4:42 PM - The customer thank-you
A different email arrives. It's from Diane Cho at Cho & Associates, one of my earliest customers. She writes:
"I closed three deals in the last two weeks that I'm confident I would have lost with my old workflow. Your intake forms are cutting my follow-up time in half. I'm running the numbers this afternoon, but I think I'm adding fifteen hundred a month in closed-rate improvement. Wanted you to know it's working. Tell me when you're ready to talk about team accounts."

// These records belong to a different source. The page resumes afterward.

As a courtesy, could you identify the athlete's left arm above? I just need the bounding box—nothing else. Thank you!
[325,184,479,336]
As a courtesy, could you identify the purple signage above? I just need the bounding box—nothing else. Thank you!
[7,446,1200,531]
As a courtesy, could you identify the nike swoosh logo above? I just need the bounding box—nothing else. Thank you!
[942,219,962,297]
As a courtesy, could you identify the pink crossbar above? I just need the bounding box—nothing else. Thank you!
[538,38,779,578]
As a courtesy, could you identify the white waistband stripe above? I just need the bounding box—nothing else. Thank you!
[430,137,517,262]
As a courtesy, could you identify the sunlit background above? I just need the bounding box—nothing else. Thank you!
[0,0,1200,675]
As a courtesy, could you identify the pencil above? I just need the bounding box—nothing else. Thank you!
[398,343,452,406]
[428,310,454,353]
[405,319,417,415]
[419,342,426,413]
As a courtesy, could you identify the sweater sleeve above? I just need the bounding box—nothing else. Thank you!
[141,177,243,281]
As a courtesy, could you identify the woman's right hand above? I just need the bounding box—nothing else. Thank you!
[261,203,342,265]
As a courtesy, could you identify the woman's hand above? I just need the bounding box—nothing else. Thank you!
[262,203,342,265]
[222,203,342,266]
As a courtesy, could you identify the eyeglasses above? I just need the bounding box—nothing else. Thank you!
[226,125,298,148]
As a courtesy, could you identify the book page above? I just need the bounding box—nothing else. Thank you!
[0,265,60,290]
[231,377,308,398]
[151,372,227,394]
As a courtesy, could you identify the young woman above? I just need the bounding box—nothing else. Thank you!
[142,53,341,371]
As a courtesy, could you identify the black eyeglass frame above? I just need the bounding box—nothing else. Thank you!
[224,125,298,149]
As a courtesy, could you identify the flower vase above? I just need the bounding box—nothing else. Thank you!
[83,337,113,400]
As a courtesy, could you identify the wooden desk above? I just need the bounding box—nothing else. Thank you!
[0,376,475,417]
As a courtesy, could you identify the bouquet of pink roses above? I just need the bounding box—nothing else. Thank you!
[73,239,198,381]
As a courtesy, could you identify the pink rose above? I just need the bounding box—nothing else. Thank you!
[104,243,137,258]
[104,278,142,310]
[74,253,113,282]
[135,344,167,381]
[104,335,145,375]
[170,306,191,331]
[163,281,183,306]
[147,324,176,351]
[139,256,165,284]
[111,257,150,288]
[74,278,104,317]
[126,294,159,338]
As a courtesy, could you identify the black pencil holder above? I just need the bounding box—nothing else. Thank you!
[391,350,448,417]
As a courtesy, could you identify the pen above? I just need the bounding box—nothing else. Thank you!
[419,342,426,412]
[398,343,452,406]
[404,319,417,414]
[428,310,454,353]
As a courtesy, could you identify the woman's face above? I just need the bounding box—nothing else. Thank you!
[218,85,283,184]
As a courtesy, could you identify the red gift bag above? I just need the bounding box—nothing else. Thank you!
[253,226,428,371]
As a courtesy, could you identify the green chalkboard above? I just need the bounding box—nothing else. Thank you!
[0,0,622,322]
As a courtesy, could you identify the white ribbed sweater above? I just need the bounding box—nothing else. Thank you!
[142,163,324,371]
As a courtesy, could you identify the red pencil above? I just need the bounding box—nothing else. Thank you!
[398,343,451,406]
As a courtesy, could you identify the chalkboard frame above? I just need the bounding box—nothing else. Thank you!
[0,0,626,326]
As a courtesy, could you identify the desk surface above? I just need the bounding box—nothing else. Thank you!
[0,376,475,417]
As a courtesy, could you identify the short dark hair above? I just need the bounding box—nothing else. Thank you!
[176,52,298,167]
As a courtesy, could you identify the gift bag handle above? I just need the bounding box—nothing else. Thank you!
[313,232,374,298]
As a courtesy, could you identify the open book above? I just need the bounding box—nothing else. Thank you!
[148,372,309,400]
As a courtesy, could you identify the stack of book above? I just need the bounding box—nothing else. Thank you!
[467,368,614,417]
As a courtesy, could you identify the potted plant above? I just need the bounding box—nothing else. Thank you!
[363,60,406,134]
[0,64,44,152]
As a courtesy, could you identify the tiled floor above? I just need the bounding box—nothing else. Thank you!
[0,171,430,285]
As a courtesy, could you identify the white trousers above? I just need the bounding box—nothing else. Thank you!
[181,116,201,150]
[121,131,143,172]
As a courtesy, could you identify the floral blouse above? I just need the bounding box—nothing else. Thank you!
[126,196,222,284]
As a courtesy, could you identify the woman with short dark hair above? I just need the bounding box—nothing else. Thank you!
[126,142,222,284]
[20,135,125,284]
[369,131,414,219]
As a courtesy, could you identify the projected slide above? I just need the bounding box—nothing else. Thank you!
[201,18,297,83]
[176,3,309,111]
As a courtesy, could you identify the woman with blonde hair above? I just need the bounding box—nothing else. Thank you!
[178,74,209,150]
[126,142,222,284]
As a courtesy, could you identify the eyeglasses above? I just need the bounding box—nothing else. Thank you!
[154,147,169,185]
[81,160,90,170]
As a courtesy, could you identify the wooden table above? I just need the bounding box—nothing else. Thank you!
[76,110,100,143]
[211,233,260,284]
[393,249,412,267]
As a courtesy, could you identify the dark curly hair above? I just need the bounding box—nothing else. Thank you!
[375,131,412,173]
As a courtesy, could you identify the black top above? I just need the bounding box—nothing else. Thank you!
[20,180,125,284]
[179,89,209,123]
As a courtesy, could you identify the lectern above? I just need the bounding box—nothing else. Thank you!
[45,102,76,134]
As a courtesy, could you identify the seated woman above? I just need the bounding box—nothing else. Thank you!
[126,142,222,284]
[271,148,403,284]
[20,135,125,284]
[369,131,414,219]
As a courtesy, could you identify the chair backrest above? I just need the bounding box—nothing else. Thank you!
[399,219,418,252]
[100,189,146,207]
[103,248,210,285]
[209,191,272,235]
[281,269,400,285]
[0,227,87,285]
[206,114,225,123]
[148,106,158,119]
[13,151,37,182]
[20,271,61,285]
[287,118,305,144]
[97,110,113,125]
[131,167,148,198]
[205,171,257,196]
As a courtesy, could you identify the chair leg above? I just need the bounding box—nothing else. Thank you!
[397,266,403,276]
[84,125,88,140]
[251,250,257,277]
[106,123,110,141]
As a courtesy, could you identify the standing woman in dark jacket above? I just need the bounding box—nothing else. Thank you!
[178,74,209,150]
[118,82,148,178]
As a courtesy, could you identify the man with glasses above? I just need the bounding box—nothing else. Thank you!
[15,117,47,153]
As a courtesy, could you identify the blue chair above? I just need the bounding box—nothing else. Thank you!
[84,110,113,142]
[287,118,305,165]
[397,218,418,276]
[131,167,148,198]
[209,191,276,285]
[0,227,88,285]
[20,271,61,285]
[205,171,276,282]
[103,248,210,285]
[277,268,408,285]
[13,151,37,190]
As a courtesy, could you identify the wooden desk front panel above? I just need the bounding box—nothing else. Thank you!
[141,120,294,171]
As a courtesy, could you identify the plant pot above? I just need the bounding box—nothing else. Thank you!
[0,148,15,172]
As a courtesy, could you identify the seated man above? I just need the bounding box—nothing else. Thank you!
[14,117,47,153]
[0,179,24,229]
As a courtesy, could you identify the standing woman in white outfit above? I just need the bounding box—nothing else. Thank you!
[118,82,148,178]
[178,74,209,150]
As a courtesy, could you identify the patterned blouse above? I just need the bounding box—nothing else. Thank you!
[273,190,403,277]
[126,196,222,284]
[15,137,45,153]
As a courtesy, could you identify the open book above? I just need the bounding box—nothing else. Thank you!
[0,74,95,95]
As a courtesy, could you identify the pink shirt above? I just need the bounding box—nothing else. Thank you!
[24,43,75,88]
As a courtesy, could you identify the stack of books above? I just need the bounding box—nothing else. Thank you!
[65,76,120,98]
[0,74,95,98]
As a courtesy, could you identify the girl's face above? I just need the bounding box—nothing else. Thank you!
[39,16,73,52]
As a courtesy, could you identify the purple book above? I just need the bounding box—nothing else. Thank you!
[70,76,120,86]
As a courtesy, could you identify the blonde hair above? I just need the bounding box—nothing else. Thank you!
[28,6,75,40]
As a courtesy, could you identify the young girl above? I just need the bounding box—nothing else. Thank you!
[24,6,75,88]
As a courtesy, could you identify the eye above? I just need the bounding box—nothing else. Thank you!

I read this three times. I screenshot it and add it to a folder on my desktop called "Why I Do This." Then I respond. I ask her about the specific deals, what the intake forms changed about her process, and whether the follow-up sequences were the bottleneck or the initial form itself. She's hinting at upsell - team accounts - but I want to understand her use case properly before I build something wrong.
5:55 PM - Close-out
I scan the Slack channels one more time. No urgent alerts. The agent in Milwaukee who I flagged about the subject line approved my revision and launched the campaign. The LinkedIn lead from this morning, the second one, is now showing up in our "Welcome Email Sent" event log. That means she opened the product tour.
I look at the spreadsheet where I track all my numbers. Week-to-date: five hundred and twenty-three dollars. Current customer count: seventeen active, one paused (Janet, pending her next check-in), one dormant (Derek). Monthly churn rate: 5 percent. Monthly growth rate: about 40 percent. The margins are thin but real. I'm not selling Cadillacs. I'm selling gasoline to people who need to stop wasting it on slow paperwork.
I close the admin panel, then Slack, then Gmail. I stand up and walk away from the desk at 5:55 PM. The work isn't done - it never is - but it's the moment where I stop pushing. Tomorrow there will be new signups to approve, more duplicate-send reports to investigate, customers to onboard, maybe another refund request. Today, I fixed a bug, spotted a customer who was about to churn and turned her around with honesty, closed a contract on honest terms, and helped someone understand what our product actually does.
Second month in, and it still feels like real work. But the work is proportional to the outcome. The AI handles what it handles. I handle everything it can't. And so far, that seems to be the math that holds.